Game: Echoes
Developer: Halfbrick Studios
Genre: Puzzler
Verdict: Just not addictive enough and so instantly forgettable.
Pros: Bright colours, lively music and a simple concept
Cons: Fails to ignite any desire to replay
Acquired: Developer Provided
In order to review Echoes properly I would like you to imagine that I am reading this review to you in my best Australian accent, sipping a schooner of lager and grinning like Paul Hogan.
Echoes is a PSP Mini title from down under – a high concept game that encourages you to play by instinct in order to solve its many puzzles. At its very basic level you guide what seems to be a small hat around a variety of geometric spaces collecting jewels and avoiding the Echoes that you leave behind you as you travel. This means the game’s levels play like a game that constantly occupies a random space on a scale that runs from Snake to Geometry Wars.
Echoes empolys a very quirky watercolour visual scheme filled with bright colours that gives the game acertain vibrancy to it at first glance. All the puzzles are accompanied by cheery electro-pop theme music which does convey the urgency of the puzzle tasks.
The puzzle tasks themselves vary across the arcade mode but all involve collecting a certain number of crystals as quickly as possible. Playing through the arcade mode opens up the other three game modes - jackpot in which you collect as many crystals as possible before the time runs out, the more crystals you can collect before touching an echo the more you score; survival in which you collect crystals and try and survive without touching an echo within the time limit and finally clockwork, in which you can wind the echoes forwards an backwards to help you collect as many crsytals within the time limit.
The puzzle game genre is a difficult one to break into and really make a title that stands out. Back in 1989 Tetris pretty much defined what a good puzzle game should be and every puzzle game since then has been trying to live up to the Russia’s most enduring contribution to video games. Every puzzle game made since Tetris, especially on a portable platform, has the bar set distressingly high.
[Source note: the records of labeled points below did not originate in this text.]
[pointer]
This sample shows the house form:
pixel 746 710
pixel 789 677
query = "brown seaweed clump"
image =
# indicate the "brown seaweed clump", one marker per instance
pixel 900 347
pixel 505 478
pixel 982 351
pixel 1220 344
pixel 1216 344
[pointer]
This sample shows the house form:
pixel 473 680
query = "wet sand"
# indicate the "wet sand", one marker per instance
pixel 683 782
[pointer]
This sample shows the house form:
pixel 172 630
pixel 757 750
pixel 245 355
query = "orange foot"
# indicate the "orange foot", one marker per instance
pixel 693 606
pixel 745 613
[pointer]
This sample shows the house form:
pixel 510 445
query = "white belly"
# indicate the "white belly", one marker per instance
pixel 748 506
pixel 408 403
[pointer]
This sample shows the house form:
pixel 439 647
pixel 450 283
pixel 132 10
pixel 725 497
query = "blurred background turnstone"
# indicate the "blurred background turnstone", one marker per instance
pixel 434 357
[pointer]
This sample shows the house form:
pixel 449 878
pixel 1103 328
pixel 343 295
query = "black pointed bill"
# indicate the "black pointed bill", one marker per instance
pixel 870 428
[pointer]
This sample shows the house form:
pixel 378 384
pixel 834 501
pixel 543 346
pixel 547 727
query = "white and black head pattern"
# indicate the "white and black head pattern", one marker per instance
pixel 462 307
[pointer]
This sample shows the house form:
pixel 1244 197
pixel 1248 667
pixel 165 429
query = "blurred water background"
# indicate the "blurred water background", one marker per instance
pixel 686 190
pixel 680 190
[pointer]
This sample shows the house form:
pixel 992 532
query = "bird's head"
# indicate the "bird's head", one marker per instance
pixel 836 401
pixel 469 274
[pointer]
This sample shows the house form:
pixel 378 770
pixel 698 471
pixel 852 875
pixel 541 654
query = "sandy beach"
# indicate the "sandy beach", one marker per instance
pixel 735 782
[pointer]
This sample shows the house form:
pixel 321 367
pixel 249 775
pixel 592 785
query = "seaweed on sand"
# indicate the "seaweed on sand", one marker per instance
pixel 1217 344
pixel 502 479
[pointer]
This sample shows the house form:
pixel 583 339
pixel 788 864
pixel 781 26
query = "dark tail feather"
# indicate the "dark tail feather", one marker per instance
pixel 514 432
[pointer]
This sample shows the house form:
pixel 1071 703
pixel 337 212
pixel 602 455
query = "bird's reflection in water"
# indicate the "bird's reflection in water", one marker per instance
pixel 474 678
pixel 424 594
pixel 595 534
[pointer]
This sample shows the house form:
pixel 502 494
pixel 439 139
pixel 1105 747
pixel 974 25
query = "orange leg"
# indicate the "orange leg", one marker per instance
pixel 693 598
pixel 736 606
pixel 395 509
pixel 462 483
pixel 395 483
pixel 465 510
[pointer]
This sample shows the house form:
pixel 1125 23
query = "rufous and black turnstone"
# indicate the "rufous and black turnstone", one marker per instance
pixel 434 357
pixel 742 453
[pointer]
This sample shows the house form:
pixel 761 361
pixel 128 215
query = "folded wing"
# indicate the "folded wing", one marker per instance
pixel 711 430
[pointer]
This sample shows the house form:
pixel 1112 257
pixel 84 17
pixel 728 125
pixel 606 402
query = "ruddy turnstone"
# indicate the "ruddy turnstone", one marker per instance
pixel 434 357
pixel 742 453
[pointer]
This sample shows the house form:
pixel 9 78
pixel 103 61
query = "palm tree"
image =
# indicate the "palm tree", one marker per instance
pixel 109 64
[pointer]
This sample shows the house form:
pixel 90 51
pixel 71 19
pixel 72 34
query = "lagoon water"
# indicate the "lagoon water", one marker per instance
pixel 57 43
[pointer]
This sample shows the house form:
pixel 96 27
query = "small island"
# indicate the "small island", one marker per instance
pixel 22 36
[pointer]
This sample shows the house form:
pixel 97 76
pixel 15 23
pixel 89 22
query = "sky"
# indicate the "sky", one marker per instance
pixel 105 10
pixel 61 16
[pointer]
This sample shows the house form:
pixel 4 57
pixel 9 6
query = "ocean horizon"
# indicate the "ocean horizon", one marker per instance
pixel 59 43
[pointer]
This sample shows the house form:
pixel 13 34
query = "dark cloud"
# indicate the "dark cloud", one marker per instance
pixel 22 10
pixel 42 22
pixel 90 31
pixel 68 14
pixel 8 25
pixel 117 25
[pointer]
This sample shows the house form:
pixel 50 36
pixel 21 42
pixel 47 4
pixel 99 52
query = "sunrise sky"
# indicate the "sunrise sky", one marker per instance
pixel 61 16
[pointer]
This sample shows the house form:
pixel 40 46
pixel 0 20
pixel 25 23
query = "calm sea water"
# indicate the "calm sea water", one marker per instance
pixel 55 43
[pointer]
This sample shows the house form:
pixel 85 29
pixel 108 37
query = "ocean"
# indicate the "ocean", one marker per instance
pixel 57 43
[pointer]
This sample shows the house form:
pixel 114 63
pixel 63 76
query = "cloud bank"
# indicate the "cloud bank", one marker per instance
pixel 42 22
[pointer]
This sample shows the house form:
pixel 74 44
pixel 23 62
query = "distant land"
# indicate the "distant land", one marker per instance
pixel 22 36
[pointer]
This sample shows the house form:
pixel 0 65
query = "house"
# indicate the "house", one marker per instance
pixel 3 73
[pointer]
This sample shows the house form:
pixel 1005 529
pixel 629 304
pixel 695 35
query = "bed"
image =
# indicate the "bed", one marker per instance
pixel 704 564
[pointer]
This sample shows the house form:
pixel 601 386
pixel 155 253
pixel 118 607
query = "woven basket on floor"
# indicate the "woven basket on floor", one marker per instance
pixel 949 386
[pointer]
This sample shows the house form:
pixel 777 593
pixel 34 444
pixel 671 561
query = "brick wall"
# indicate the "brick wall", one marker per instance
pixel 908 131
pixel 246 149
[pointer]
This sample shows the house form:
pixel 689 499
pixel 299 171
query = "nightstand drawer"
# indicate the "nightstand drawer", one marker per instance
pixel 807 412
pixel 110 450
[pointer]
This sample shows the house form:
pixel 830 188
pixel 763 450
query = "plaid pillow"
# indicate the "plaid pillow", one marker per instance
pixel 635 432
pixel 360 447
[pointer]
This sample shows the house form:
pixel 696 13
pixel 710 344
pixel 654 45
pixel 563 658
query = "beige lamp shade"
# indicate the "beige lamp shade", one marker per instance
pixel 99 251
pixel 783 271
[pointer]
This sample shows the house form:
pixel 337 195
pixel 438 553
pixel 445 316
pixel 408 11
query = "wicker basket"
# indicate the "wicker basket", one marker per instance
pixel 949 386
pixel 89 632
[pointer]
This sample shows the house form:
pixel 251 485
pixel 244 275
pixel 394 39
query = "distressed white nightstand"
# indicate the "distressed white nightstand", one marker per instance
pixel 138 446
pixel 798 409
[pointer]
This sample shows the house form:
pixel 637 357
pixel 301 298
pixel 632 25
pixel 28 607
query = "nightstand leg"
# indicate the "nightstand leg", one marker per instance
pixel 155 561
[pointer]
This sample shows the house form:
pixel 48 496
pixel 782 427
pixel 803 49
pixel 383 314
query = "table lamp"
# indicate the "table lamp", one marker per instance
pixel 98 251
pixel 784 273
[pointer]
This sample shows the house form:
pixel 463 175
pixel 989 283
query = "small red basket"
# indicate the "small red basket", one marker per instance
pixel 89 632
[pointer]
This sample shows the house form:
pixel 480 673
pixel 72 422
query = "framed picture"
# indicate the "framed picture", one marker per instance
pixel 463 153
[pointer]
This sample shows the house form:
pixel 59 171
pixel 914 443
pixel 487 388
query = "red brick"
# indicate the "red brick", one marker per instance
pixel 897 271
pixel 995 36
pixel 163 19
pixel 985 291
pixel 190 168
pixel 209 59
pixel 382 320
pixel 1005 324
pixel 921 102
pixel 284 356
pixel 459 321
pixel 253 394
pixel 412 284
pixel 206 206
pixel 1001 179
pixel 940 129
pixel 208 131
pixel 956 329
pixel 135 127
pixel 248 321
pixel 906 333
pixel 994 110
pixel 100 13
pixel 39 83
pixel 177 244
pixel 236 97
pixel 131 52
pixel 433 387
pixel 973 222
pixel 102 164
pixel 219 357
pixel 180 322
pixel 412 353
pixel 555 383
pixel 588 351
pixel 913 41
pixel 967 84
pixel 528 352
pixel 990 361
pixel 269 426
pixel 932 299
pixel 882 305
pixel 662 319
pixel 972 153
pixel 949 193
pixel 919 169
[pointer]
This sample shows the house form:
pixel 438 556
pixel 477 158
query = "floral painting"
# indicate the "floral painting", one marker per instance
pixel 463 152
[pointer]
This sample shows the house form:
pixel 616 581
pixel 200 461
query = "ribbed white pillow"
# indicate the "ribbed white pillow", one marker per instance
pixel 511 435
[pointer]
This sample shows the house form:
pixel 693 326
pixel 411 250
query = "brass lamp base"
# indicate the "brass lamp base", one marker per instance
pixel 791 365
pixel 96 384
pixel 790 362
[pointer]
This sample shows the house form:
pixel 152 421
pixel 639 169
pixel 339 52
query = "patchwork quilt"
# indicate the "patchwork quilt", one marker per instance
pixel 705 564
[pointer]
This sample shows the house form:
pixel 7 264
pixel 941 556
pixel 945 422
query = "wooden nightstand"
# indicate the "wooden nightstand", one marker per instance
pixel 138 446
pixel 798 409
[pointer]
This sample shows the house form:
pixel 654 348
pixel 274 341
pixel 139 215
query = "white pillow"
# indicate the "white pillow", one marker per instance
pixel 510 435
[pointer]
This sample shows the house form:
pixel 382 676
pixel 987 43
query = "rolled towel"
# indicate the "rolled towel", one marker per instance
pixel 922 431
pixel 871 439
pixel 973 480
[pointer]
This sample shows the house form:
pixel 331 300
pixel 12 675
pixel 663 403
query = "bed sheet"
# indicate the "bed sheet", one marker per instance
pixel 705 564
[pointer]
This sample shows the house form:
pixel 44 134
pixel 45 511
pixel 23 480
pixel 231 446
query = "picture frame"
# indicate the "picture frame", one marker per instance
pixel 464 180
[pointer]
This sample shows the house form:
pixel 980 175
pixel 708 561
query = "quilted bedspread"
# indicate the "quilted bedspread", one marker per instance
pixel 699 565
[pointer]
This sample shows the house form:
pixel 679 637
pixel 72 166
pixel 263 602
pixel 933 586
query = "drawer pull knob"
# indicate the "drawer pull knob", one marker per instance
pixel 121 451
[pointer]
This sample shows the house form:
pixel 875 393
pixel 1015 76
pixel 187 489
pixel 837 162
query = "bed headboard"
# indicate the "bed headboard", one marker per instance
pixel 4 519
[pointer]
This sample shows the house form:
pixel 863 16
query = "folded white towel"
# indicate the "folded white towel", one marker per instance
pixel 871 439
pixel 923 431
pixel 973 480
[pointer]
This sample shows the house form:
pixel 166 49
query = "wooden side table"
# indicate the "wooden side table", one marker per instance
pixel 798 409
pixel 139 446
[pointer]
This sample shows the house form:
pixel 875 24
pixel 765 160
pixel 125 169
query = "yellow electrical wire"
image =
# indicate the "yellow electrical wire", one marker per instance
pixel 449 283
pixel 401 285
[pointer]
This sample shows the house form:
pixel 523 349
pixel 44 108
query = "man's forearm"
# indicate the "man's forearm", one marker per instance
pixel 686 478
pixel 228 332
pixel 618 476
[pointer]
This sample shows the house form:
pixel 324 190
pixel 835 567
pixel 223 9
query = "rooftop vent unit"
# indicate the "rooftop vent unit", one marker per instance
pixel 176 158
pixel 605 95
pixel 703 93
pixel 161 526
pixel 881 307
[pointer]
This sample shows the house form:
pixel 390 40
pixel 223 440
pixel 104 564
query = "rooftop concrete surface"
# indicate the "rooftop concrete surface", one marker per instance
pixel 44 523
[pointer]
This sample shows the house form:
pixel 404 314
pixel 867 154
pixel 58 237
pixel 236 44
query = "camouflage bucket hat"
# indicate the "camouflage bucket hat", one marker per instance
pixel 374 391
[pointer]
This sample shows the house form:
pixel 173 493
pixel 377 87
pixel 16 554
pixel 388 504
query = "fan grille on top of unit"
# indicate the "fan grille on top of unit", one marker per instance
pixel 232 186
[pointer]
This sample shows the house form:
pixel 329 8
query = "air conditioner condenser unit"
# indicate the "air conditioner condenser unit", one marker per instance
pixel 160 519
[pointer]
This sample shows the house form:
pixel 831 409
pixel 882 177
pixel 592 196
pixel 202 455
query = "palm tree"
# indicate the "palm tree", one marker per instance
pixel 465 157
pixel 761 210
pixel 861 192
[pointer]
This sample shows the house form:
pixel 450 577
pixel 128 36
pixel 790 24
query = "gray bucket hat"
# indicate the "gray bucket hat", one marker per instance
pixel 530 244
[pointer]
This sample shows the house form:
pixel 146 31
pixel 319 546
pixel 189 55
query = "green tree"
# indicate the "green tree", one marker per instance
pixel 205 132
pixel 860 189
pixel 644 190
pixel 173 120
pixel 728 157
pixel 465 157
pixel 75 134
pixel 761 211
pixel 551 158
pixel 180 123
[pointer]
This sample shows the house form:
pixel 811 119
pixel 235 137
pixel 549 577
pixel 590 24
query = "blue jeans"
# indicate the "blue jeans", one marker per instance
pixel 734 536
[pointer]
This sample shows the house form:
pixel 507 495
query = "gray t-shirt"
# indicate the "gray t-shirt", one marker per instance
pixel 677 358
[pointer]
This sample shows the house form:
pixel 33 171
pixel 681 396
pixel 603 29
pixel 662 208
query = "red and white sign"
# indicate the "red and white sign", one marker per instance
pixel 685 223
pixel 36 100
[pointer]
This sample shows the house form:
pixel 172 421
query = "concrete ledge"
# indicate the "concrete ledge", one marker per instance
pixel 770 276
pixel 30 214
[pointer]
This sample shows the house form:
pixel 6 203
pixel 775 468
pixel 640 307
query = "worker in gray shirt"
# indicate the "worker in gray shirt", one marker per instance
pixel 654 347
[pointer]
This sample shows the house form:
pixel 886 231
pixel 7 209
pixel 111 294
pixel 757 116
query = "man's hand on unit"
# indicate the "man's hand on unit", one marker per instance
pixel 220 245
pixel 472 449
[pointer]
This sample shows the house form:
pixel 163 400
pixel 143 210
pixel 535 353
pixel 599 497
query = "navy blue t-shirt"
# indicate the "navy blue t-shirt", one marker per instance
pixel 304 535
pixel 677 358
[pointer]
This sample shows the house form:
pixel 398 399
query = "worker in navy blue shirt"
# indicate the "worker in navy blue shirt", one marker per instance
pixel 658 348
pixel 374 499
Echoes is one of the latest in a long line of games to try and meet this standard on a portable platform and to be honest, despite Halfbrick’s curious and entirely valiant efforts it falls short in one key area- addictiveness It does not capture the attention at all. All the elements are there – catchy tunes quirky graphics and twitch-inducing gameplay – but for some reason they just don’t gel together. The result is that the game feels flat, bland and instantly forgettable.
If I am going to buy a puzzle game for any platform I want to it to be more addictive than crack; I want to NEED to play it and Echoes just doesn’t create any sort of compulsion to play. Puzzle games, for me, have to ceate an addiction that not even a spell in the Betty Ford Cllinic can flush out the desire to play.
Sadly, Echoes has neither the sustain or the reverberation to live up to its name.